Son günlerde Azerbaycan ordusunun kendi topraklarında askeri tatbikat yapması Ermenistan’ı rahatsız etmiş, bölge tekrar sıcak gelişmeler yaşamıştır. BM Güvenlik Konseyi 822 sayılı kararı 30 Nisan 1993 yayımlandı. Buna göre, derhal ateşkes yapılmalı ve Ermeni birlikleri işgal ettikleri Azerbaycan topraklarını boşaltmalı, denmesine rağmen bir değişiklik görülmemektedir. Azerbaycan ve Türkiye bu zillete elbette razı olmaz.
Karabağ’ın Emirdağ halkı ile soy birliği bulunmaktadır. Bu vesileyle konuya temas etmekte fayda görüyorum.
Kayıtlarda Karabağlu, Karabaği olarak geçen Karabağ oymağı, Boz-ulus’a bağlı olup Önce Orta Anadolu’ya, sonra Barçınlı Kazası Sivri Karkın Köyü’ne yerleştirilmişlerdir. Ancak buranın su ve otlağının yetersiz olması nedeniyle Sivrihisar yöresine gönderilmişlerdir. Burada da eşkıya zulmüne uğradıkları hususunda şikayette bulunmaları üzerine Tavulga (Davulga), Alikan (Alikel) ve Göl-i Karabaği (Bolvadin-Büyük Karabağ Kasabası) köylerine iskan edilmişlerdir.

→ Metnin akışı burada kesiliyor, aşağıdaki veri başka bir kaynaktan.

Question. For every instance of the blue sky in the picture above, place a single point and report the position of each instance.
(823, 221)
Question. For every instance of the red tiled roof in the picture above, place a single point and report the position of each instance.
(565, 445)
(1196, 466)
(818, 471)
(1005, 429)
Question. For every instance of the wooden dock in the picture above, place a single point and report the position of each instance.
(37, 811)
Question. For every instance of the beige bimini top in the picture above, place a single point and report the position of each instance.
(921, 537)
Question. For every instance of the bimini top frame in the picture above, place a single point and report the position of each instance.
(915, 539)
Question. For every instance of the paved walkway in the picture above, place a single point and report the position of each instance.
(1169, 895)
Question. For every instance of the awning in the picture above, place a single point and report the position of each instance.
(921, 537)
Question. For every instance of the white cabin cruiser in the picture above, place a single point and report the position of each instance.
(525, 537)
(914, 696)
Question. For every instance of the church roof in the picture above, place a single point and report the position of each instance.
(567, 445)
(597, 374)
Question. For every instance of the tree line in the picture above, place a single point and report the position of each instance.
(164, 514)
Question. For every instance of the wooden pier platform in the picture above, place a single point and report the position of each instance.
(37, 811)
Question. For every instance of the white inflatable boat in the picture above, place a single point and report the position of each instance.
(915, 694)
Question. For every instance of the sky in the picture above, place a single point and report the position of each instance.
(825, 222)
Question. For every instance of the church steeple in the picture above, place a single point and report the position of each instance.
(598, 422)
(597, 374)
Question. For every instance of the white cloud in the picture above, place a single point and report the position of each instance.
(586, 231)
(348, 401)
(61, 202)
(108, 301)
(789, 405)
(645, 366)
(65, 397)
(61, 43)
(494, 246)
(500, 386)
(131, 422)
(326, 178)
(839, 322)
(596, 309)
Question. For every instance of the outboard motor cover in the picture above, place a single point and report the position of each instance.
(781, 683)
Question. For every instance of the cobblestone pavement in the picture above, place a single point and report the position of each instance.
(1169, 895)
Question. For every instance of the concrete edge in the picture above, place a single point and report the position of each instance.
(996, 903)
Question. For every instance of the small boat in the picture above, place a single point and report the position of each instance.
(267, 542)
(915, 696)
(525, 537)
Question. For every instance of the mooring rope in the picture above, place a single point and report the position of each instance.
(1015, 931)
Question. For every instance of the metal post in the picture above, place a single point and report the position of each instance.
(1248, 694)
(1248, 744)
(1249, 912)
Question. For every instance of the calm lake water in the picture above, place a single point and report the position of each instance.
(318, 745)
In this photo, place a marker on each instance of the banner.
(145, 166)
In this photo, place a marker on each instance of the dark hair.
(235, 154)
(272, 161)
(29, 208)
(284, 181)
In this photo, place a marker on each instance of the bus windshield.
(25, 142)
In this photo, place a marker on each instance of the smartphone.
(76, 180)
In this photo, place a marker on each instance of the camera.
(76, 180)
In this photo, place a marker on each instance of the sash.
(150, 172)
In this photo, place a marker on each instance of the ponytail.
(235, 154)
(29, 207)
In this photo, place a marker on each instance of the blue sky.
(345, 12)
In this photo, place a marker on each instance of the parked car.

1540 kayıtlarına göre oymağının bir kolu Aydın, bir kolu ise İçel Yörüklerine karışmıştır.
Karabağ oymağı Karluk Türkleri’ne kadar dayanır. Divan-ı Lügat’it Türk’te Karluk,’’ Göçebe Türklerden bir bölük adıdır. Oğuzlardan ayrıdırlar. Oğuzlar gibi Türkmen’dirler.’’ biçiminde geçmektedir. Karluk, kar yığını anlamındadır.
Karlukların üç ana oymağından birisi olan Karabağ, 10. asrın sonlarında bir Türkmen bölgesi olan Mankışlak’tan batıya doğru göçmüşlerdir. Uzun yıllar Erzurum’u yaylak, Musul’u kışlak olarak kullanmışlardır. Eyyubi Devleti’nin kuruluşunda yer almışlardır. Selahattin Eyyubi’nin Karabağ Türkmen’i olduğuna dair kuvvetli kanıtlar vardır.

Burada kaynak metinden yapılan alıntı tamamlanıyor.